Parliament hopes to have a venue for its sittings by the beginning of April. Picture: Armand Hough / Independent Newspapers

Parliament hopes to have a venue for its sittings by the beginning of April. Picture: Armand Hough / Independent Newspapers

Published Feb 1, 2024


Speaker Nosiviwe Mapisa-Nqakula says they are weighing options in securing a venue for members of Parliament to attend sittings physically.

They want to get the venue by April 1 and at the moment they are looking at various options.

But Mapisa-Nqakula warned that the costs are going to be high. She added that just for one day, Information and Communications Technology (ICT) costs amount to about R500,000.

The Speaker told parties that if they want to have physical sittings, they must ensure their members attend those sittings to avoid fruitless expenditure.

At the moment Parliament was looking at the Cape Town International Convention Centre, the City Hall and the Good Hope Centre.

Parliament has not been able to convene in the parliamentary precinct since the fire that swept through it on January 2, 2022.

They wanted a venue that was within the Cape Town CBD, which will enable members to access it easily for sittings.

The programming committee was meeting on Thursday when Mapisa-Nqakula responded to questions on the matter.

Economic Freedom Fighters (EFF) MP Hlengiwe Mkhaliphi raised the issue of attending plenary sittings physically.

ANC chief whip Pemmy Majodina said they needed to get a venue that will accommodate all 400 members of the National Assembly. They will need to hire the venue for sittings for the year and not on an ad hoc basis.

Al-Jama-ah leader Ganief Hendricks urged Mapisa-Nqakula and her team to look at the lowest costs for ICT services to avoid paying R500,000 a day.

“IT expenses seem to be a problem, can’t we compromise on the IT support that the plenary session will have and considerably reduce the cost. Maybe someone has looked at that and establish what is the bare minimum IT support that we need and considerably reduce the cost to R100,000,” said Hendricks.
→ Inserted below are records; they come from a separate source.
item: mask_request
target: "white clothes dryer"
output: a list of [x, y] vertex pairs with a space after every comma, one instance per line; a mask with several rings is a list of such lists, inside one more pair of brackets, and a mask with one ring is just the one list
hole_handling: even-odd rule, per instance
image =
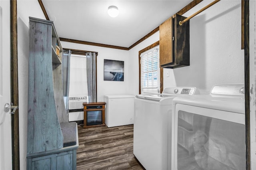
[[216, 85], [210, 95], [174, 99], [170, 169], [246, 169], [244, 87]]
[[195, 87], [166, 87], [162, 94], [138, 95], [134, 99], [133, 153], [147, 170], [167, 170], [168, 120], [172, 99], [193, 95]]

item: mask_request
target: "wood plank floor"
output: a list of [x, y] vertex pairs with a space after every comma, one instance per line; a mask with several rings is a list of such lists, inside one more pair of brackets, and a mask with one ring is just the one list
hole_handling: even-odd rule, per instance
[[133, 125], [78, 128], [76, 169], [143, 170], [133, 155]]

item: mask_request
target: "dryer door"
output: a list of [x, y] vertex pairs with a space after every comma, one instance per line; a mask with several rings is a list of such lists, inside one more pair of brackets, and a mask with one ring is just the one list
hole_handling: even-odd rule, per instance
[[175, 169], [245, 169], [244, 115], [177, 104]]

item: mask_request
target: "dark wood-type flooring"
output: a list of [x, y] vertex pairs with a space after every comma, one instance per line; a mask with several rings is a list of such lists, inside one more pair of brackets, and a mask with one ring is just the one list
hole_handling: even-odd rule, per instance
[[76, 169], [143, 170], [133, 155], [133, 125], [78, 128]]

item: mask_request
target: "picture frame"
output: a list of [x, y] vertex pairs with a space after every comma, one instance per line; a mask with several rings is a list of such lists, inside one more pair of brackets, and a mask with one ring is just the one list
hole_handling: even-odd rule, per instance
[[104, 59], [104, 80], [124, 81], [124, 61]]

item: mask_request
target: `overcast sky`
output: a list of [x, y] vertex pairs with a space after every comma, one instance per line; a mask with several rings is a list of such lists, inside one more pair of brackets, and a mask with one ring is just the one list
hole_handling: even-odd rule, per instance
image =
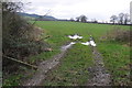
[[70, 19], [85, 14], [88, 20], [109, 21], [112, 14], [130, 13], [132, 0], [23, 0], [25, 12]]

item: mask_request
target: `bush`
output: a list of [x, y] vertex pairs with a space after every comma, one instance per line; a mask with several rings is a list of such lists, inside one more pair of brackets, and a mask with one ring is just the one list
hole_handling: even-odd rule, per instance
[[106, 36], [110, 41], [117, 41], [131, 45], [132, 43], [132, 40], [130, 40], [131, 34], [132, 34], [131, 30], [122, 30], [120, 28], [114, 28], [113, 30], [107, 32]]

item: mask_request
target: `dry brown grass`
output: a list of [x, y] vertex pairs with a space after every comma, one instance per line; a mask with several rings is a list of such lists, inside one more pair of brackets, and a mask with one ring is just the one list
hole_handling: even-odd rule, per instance
[[125, 43], [132, 46], [132, 31], [131, 30], [123, 30], [120, 28], [114, 28], [113, 30], [107, 32], [105, 38], [109, 41], [117, 41], [121, 43]]

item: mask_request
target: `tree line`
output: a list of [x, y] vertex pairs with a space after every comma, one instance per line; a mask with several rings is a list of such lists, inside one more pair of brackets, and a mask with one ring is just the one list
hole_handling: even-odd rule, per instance
[[119, 15], [111, 15], [110, 22], [113, 24], [128, 24], [130, 22], [129, 13], [119, 13]]
[[[86, 15], [80, 15], [77, 16], [75, 20], [72, 18], [69, 21], [74, 21], [74, 22], [84, 22], [84, 23], [99, 23], [98, 20], [94, 19], [91, 21], [87, 21], [88, 18]], [[129, 13], [119, 13], [119, 15], [111, 15], [110, 16], [110, 22], [112, 22], [112, 24], [129, 24], [130, 23], [130, 15]], [[102, 22], [103, 23], [103, 22]]]

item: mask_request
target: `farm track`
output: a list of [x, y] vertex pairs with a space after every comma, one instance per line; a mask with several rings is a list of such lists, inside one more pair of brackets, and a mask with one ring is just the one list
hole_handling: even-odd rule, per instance
[[88, 80], [87, 86], [110, 86], [111, 79], [110, 74], [105, 68], [103, 59], [101, 54], [96, 47], [91, 47], [94, 56], [94, 67], [89, 67], [91, 78]]
[[41, 86], [42, 81], [46, 78], [50, 70], [55, 68], [59, 62], [61, 58], [65, 56], [68, 48], [70, 48], [73, 45], [64, 45], [62, 48], [62, 52], [55, 56], [53, 56], [48, 61], [44, 61], [38, 65], [37, 72], [33, 75], [32, 78], [30, 78], [28, 81], [23, 84], [23, 86]]

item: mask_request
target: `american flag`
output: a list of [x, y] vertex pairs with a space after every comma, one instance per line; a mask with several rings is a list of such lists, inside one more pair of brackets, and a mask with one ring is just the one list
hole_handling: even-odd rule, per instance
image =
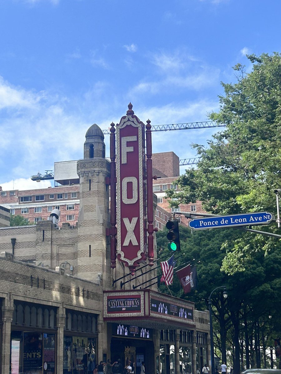
[[174, 266], [176, 263], [176, 260], [174, 258], [174, 255], [170, 257], [166, 261], [160, 263], [162, 269], [163, 275], [162, 278], [166, 286], [169, 286], [173, 283]]

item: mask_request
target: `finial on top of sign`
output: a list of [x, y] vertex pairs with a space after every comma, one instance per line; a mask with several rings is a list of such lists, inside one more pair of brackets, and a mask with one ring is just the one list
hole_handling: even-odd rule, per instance
[[114, 126], [115, 126], [115, 124], [113, 122], [112, 122], [110, 124], [110, 126], [111, 126], [109, 129], [109, 131], [111, 132], [115, 132], [115, 128]]
[[133, 114], [134, 111], [132, 110], [132, 108], [133, 108], [133, 105], [131, 104], [131, 102], [130, 102], [130, 104], [128, 105], [128, 107], [129, 109], [127, 110], [127, 116], [132, 116]]

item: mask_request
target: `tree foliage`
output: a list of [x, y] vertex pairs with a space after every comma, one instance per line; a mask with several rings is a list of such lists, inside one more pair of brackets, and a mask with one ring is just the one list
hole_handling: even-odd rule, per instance
[[29, 224], [28, 221], [22, 215], [11, 214], [10, 220], [10, 226], [25, 226]]
[[[178, 199], [172, 206], [199, 200], [215, 214], [276, 211], [274, 190], [281, 185], [281, 55], [248, 57], [252, 71], [247, 74], [243, 66], [234, 67], [237, 82], [221, 83], [220, 110], [209, 116], [225, 129], [207, 147], [193, 145], [200, 162], [175, 182], [181, 192], [167, 191]], [[277, 229], [274, 224], [259, 229]], [[278, 239], [240, 232], [239, 237], [223, 244], [222, 269], [230, 274], [245, 271], [254, 253], [266, 255], [280, 245]]]

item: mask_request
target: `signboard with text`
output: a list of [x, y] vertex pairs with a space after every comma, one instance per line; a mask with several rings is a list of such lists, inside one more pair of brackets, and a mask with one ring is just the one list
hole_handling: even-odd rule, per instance
[[141, 310], [140, 295], [108, 296], [107, 305], [108, 313], [139, 312]]
[[189, 225], [194, 230], [205, 230], [234, 226], [265, 225], [274, 218], [273, 214], [266, 212], [232, 214], [231, 215], [197, 218], [192, 220]]
[[135, 116], [116, 127], [117, 254], [133, 271], [145, 258], [143, 233], [144, 125]]

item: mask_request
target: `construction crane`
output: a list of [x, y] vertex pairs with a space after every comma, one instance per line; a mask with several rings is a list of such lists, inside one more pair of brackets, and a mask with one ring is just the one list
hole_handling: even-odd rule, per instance
[[[195, 129], [206, 129], [212, 127], [224, 127], [225, 125], [219, 125], [213, 121], [201, 122], [190, 122], [187, 123], [171, 123], [151, 126], [152, 131], [169, 131], [175, 130], [192, 130]], [[105, 135], [110, 134], [109, 129], [103, 130]]]

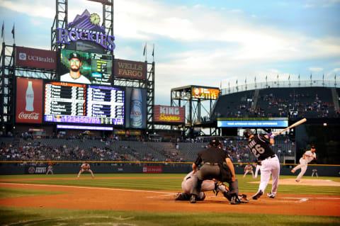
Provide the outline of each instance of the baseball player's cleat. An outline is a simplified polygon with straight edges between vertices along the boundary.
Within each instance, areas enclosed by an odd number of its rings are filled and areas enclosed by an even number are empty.
[[[234,194],[232,196],[230,200],[231,205],[238,205],[241,204],[241,201],[239,200],[239,198],[237,197],[237,194]]]
[[[267,196],[269,197],[269,198],[275,198],[275,195],[274,195],[274,194],[272,194],[271,192],[267,193]]]
[[[182,194],[181,193],[181,192],[178,192],[178,193],[175,194],[174,198],[175,198],[175,200],[180,200],[181,196]]]
[[[264,194],[264,192],[261,190],[260,190],[255,195],[254,195],[252,198],[254,200],[257,200],[263,194]]]
[[[191,197],[190,197],[190,203],[196,203],[196,196],[191,195]]]

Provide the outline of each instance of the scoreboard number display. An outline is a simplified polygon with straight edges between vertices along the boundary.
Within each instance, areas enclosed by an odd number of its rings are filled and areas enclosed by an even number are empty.
[[[58,81],[44,88],[45,122],[124,125],[122,88]]]

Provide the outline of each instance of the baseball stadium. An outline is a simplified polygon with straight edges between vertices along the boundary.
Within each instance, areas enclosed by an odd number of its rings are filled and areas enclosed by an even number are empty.
[[[157,104],[154,45],[115,57],[114,1],[81,1],[103,11],[55,0],[50,50],[3,39],[1,225],[340,225],[336,75]]]

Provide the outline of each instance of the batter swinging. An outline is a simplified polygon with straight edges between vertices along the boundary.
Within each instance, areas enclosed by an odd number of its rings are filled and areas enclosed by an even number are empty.
[[[296,166],[292,169],[292,173],[294,174],[295,171],[301,169],[301,171],[300,172],[299,175],[298,175],[298,177],[295,179],[296,182],[301,182],[300,179],[306,172],[308,163],[317,159],[317,154],[315,154],[315,147],[314,145],[312,146],[310,150],[305,152],[305,154],[303,154],[303,156],[300,159],[300,165]]]
[[[274,136],[272,133],[268,135],[255,134],[251,130],[245,130],[243,135],[249,140],[247,145],[251,152],[261,161],[261,183],[257,193],[252,196],[253,199],[258,199],[264,194],[264,190],[271,179],[273,176],[273,184],[271,192],[268,193],[269,198],[274,198],[278,187],[278,177],[280,176],[280,162],[274,152],[269,147],[269,145],[274,143]],[[271,137],[269,139],[269,137]]]

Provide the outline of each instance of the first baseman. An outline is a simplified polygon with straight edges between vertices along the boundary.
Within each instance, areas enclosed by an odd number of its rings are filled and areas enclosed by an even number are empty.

Mapisa-Nqakula said she agreed with Majodina that they were looking at getting a venue they will have to book for their sittings for the year and not on an ad hoc basis.

But she said parties will have to commit that all their members will attend the sittings to avoid fruitless expenditure.

“That is exactly what we are talking about, chief whip (Majodina). We are talking about the physical presence of members of the National Assembly. That is the issue at hand, which has been raised by honourable Mkhaliphi. Everything we are trying to do right now is to find a venue which will accommodate members of the National Assembly for physical meetings of the assembly.

“However, we must all be clear that there will be costs added to what we are spending. If you look at, as I said now, just one day just the ICT costs (are between) R500,000-R600,000 per day. People need to understand that. When we finally secure a venue and agree that’s the venue for us to use, as you have said chief whip, all parties will have to commit to their members attending so that we don’t have expenditure which is fruitless by members not attending those sessions.

“There is insistence that people want to (attend sittings physically), therefore, the chief whips of political parties will have a responsibility of ensuring their members do attend those physical meetings,” said Mapisa-Nqakula.

She said they hope by April 1 they would have secured the venue for Parliament, but they were exploring all options.

They will send a comprehensive report to parties once they have finalised the process.

They were doing their best to get the venue that will accommodate the 400 members of the Chamber and trying to look at the issue of costs.